A collar on FLY is the collar strategy applied to FLY (stock). The strategy is structurally neutral (protective): A collar pairs long stock with a protective out-of-the-money put financed by a short out-of-the-money call, capping both tails of the position around the current spot. With FLY stock trading near $29.57, the strikes shown on this page are snapped to the nearest listed FLY chain strike and the premiums come straight from the end-of-day bid/ask midpoint.
How are FLY collar max profit and max loss calculated?
Max profit roughly equals short-call strike minus cost basis plus net premium; max loss roughly equals cost basis minus long-put strike minus net premium. Breakeven shifts by the net premium. For the FLY collar priced from the end-of-day chain at a 30-day expiry (ATM IV 110.78%), the computed maximum profit is $170.50 per contract and the computed maximum loss is -$129.50 per contract. Live intraday quotes will differ as the chain moves through the trading session.
What is the breakeven for a FLY collar?
The breakeven for the FLY collar priced on this page is roughly $29.29 at expiration, derived from end-of-day chain premiums. Breakeven is the underlying price at which the strategy's P&L crosses zero ignoring transaction costs and assignment risk. The current FLY market-implied 1-standard-deviation expected move is approximately 31.76%; if the move sits well outside the breakeven distance, the structure's risk-reward becomes correspondingly tighter.
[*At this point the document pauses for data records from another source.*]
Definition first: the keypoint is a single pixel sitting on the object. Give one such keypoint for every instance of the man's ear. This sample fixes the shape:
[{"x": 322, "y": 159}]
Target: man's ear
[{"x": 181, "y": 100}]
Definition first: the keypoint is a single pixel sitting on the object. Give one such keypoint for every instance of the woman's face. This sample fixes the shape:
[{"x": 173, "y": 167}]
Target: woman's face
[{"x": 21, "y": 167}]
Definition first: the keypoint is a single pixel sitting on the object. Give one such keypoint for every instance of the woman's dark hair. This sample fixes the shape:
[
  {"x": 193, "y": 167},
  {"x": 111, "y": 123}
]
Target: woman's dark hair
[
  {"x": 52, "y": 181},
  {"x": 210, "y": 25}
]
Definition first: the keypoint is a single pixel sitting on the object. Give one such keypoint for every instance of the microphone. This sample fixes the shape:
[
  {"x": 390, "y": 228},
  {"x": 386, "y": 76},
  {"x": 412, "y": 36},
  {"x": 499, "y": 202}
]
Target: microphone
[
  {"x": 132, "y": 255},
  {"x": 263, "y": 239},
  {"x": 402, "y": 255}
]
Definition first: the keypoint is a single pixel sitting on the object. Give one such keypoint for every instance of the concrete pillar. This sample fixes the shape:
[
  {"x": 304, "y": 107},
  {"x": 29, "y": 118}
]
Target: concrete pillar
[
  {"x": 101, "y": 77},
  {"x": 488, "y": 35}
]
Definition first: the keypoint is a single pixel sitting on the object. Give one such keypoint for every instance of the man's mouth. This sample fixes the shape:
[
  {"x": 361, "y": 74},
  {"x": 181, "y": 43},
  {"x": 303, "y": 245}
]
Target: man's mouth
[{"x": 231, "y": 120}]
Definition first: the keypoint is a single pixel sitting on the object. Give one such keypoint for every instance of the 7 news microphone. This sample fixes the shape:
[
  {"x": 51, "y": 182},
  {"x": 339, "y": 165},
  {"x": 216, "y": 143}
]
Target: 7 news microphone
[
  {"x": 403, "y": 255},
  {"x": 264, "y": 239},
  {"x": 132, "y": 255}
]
When should you consider a collar on FLY?
Collars on FLY hedge an existing long FLY stock position; the long put sets a floor while the short call finances it, often run as a near-zero-cost hedge during expected volatility windows.
How does current FLY implied volatility affect this collar?
FLY ATM IV is at 110.78% with IV rank near 75.48%, which is elevated relative to its 1-year range. Premium-selling structures (covered call, cash-secured put, iron condor) generally look more attractive when IV rank is high; premium-buying structures (long call, long put, debit spreads) are more expensive in that regime.